Pubblicato il autore: Mimmo Visconte Segui

Qualificazioni Mondiali Sudamerica

Insieme a Cristiano Ronaldo, è il giocatore più forte e amato del Mondo, ed era chiamato a dimostrarlo in nazionale, dove è spesso accusato di discontinuità. Leo Messi, nella notte italiana ha zittito tutti i suoi detrattori, e ha fatto sognare una nazione intera! La “Pulce” ha letteralmente distrutto l’Ecuador con una tripletta pesantissima, che ha dato all’Argentina la qualificazione diretta per i prossimi mondiali di calcio, in Russia, conseguentemente il quarto posto, nell’ultima giornata del lungo e appassionante girone eliminatorio Sudamericano. Allo stadio “Atahualpa” di Quito, per l’albiceleste era la partita più importante della sua storia recente, che in caso di risultato non positivo, avrebbe scatenato un vero e proprio dramma sportivo, e la mancanza di una nazionale conosciuta, amatissima, e titolata, dalla rassegna mondiale. Invece il suo nuovo re, l’ha presa per mano, salvandola in extremis, e trasformandosi nel giocatore che tutti conosciamo al Barcellona.
L’1-3, è inequivocabile e pesante, trasformando una squadra impaurita, in una macchina da guerra, pur con le incognite di una partita “chiave” giocata in altura, a quasi 3.000 metri, e contro una nazionale, già eliminata che non aveva nulla da perdere,e che si era sempre qualificata alla rassegna continentale, da Corea e Giappone 2002, in avanti. La stampa argentina celebra la straordinaria partita del suo numero 10, il quotidiano sportivo Olé titola :”Grazie mille, al giocatore più forte del Mondo, per questa tripletta, andiamo in Russia, Messi è Argentino!!! il giornale con quest’ultima frase, ha voluto stoppare ogni critica, rivolta al giocatore almeno per una notte, e a chi sospettava che dopo partite incolori, la “pulga” fosse tutt’altro che Argentino. Il Clarin gli fa eco :”Partita epica, ha preso per mano il suo paese, in un momento molto delicato.”
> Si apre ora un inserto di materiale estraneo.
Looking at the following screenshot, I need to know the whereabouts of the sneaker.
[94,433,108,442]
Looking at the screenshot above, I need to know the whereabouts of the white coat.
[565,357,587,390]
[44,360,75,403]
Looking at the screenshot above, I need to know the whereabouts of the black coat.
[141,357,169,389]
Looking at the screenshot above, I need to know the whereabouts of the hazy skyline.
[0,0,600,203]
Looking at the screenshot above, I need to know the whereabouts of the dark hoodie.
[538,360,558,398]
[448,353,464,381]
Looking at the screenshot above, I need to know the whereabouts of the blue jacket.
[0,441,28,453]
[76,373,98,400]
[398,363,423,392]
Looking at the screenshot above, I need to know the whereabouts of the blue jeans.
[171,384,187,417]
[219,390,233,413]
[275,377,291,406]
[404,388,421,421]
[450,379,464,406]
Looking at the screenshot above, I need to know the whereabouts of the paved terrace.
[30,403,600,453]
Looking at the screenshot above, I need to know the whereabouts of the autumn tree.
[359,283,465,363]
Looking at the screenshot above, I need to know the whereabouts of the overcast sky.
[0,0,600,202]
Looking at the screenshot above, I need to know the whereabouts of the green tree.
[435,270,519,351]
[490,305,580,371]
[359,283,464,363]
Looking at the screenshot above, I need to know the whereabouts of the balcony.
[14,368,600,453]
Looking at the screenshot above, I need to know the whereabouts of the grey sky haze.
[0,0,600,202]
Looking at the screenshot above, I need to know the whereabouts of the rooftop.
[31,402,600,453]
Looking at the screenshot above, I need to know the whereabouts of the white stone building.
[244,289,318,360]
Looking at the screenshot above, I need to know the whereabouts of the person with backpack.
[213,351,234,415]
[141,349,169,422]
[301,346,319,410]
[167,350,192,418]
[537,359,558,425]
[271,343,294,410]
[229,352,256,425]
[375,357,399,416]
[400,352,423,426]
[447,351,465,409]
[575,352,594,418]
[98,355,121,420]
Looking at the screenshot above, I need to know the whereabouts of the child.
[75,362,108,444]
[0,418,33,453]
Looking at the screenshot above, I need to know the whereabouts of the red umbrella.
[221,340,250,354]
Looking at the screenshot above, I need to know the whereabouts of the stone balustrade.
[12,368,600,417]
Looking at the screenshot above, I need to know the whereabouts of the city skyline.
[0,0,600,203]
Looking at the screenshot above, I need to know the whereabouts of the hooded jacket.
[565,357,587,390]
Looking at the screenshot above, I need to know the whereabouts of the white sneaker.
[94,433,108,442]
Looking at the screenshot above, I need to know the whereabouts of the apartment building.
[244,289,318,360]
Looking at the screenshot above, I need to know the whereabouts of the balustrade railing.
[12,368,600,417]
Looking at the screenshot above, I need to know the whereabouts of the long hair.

Una bella rivincita, sopratutto, per l’uomo Messi, sempre al centro di polemiche feroci e infuocate nel bene e nel male, ma il popolo argentino, è diverso dalla città catalana, da lui si aspetta sempre, che imiti Diego Armando Maradona, in prodezze, ma sopratutto vittorie, che tranne per un mondiale under 20, e per un oro olimpico, con il proprio paese, non sono certo paragonabili a quelle con il barça o alle imprese del “pibe de oro” che un mondiale lo vinse, guidando in campo una squadra, che non era certo piena di stelle affermate come adesso, salvo per un paio di elementi. Messi, ha già disputato tre mondiali a soli 31 anni, e si appresta a disputare il quarto, se sarà l’ultimo della sua carriera, sarà il diretto interessato a deciderlo. Si è quasi sempre fermato ai quarti di finale, contro la “bestia nera” Germania, una delle poche della sua carriera, ma per la storia della “seleccsion” i tedeschi sono un’ossessione mondiale che dura da 27 anni. Nel 2014, in Brasile Messi era ad un passo, dal celebrare l’acuto in nazionale, proprio contro i tedeschi, ma non incise proprio in finale, con l’Argentina ko, sul più bello nel remake della finale di Italia 90′,  fu aspramente criticato, dalla stampa ed ebbe dei presunti malesseri in campo, forse per troppa ansia e tensione. Non deve essere stato facile per lui, nemmeno vivere quest’ultimo mese di turbamenti, con il suo paese a rischio qualificazione, che gli ha chiesto una mano gigante  ora però, ha un’altra possibilità di conquistare l’unico trofeo, che davvero gli manca, e con questa “batteria” di fuoriclasse, sognare è lecito, sopratutto dopo la serata da incorniciare a Quito, e se la “pulce” è questa, per gli avversari, non c’è da stare tranquilli.